Pagina:Goldoni - Opere complete, Venezia 1914, XIX.djvu/304

290 ATTO SECONDO

Vittoria. Se non avessi amore per voi, non m’inquieterei per la vostra freddezza, e non vi darei tanti stimoli per sollecitare la scritta.

Guglielmo. Dite d’amarmi, e in faccia mia preferite un altro?

Ferdinando. Ehi! amico, sareste per avventura di me geloso?

Vittoria. Non credo mai che vi venissero in capo di tai pensieri. (a Guglielmo)

Guglielmo. Io non penso fuor di ragione; e mi persuado di quel ch’io vedo.

Vittoria. Signor Guglielmo, parlatemi con sincerità.

Guglielmo. Io non vi posso parlare in miglior modo di quel che vi faccio. Dicovi che questo è un torto che voi mi fate, e che non mi credeva di meritarlo.

Vittoria. (Mi ama dunque più di quello ch’io supponeva).

Ferdinando. Signori, se io ho da esser d’incomodo, me ne vado immediatamente.

Guglielmo. No, no, restate pure; e servite la signora Vittoria.

Vittoria. No, caro signor Guglielmo, non prendete la cosa in sinistra parte. Vi chiedo scusa se ho potuto spiacervi. Vi amo colla maggior tenerezza del mondo. Ho da essere vostra sposa, e da voi solo vogl’io dipendere. Verrò con voi dalla signora Giacinta. Tralascierò d’andarvi, se pur piace.

Guglielmo. Il nostro debito ci sprona egualmente a quest’atto di convenienza.

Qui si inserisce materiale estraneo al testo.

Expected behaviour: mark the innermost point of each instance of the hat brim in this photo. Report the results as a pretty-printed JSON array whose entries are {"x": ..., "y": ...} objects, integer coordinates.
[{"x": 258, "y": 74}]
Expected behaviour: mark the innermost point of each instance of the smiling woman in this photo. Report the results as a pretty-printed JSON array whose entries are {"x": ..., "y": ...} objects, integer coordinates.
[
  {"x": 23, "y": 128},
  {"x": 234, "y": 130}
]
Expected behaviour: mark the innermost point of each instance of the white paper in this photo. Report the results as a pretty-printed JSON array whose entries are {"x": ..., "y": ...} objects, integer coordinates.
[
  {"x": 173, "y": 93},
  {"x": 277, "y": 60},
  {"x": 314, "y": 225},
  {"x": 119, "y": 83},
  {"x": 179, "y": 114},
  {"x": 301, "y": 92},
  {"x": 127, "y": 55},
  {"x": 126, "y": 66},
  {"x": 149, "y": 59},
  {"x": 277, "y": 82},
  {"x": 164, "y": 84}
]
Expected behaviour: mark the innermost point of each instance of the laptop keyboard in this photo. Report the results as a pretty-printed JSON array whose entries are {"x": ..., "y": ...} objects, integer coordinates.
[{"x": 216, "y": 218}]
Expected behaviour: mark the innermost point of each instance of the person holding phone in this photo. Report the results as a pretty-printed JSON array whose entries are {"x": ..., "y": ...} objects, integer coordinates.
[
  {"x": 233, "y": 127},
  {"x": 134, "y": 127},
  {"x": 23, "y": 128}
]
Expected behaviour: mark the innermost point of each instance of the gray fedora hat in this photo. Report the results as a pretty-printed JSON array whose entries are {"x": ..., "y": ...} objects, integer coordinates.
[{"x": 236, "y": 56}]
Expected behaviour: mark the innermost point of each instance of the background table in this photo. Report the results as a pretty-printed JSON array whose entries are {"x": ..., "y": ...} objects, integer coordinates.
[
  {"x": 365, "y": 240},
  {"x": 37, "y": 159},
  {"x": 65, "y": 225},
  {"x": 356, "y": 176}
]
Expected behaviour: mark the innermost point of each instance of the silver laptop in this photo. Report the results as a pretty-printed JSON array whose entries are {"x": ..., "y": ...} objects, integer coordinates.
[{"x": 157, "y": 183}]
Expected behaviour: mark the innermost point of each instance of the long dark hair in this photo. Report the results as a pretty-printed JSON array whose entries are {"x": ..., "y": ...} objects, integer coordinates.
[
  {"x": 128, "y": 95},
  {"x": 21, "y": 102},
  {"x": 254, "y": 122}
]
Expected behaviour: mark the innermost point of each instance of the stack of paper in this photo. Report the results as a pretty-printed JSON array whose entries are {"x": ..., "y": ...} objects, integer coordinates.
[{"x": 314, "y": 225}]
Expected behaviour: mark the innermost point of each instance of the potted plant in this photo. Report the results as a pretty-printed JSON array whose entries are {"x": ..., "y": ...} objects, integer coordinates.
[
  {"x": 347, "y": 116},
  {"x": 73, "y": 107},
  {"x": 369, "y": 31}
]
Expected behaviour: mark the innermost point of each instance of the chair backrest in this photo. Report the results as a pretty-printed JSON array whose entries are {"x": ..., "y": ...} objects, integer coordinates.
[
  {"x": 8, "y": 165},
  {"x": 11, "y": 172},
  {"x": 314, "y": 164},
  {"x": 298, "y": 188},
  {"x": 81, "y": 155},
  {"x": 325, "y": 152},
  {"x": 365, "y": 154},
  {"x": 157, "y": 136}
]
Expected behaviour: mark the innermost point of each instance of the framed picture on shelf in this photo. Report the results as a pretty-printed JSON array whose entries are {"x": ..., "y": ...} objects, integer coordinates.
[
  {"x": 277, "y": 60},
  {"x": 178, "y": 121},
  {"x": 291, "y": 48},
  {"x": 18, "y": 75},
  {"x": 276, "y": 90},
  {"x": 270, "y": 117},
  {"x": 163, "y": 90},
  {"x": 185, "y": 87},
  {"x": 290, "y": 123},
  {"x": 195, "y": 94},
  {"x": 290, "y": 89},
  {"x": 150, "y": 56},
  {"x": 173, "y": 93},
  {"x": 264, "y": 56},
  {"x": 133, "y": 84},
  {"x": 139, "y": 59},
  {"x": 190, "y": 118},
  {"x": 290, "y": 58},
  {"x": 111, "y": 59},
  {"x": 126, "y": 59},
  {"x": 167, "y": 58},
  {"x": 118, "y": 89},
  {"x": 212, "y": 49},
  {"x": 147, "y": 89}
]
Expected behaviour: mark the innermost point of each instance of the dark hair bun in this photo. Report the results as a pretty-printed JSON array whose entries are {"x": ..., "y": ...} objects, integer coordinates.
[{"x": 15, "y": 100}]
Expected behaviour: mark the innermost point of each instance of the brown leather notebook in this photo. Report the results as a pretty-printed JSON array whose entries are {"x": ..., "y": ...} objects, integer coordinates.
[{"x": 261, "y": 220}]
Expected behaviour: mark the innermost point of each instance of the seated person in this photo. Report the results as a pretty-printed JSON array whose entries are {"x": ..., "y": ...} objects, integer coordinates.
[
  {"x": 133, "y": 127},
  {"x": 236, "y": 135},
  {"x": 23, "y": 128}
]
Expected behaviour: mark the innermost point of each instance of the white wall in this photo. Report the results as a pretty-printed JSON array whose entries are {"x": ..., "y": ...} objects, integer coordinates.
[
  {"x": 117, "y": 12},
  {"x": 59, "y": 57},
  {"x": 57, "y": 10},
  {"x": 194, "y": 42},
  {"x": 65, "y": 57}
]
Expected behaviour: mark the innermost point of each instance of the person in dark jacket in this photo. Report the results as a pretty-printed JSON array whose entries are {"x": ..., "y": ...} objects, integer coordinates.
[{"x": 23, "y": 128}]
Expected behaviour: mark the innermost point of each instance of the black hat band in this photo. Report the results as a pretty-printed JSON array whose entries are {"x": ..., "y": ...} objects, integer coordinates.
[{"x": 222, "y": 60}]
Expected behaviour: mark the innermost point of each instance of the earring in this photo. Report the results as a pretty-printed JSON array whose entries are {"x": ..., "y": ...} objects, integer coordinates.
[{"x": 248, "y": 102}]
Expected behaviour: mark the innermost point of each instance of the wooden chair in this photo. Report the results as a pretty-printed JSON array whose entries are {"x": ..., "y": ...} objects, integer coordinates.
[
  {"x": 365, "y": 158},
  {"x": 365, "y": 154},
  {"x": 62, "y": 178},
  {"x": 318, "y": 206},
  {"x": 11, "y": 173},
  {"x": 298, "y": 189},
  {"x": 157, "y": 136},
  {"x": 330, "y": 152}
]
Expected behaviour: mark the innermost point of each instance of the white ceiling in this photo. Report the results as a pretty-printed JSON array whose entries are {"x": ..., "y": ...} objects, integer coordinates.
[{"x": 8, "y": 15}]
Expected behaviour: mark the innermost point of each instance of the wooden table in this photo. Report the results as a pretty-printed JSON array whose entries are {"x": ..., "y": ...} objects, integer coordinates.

Vittoria. Andiamoci dunque immediatamente. Scusi, signor Ferdinando, s’io non mi prevalgo delle sue grazie.

Ferdinando. Si serva pure. Per me sono indifferente.

Guglielmo. Il signor Ferdinando favorirà di venir con noi.

Vittoria. Ma non c’è bisogno....

Guglielmo. Sì, signora, ce n’è bisogno per quella massima di onestà, di decoro, che io ho suggerita, e che voi avete approvata.

Ferdinando. Sicchè dunque io ho da servire di comodino.

Vittoria. Ah! signor Guglielmo, se è ver che mi amate....

Guglielmo. Via, andiamo prima che si avvicini l’ora del pranzo.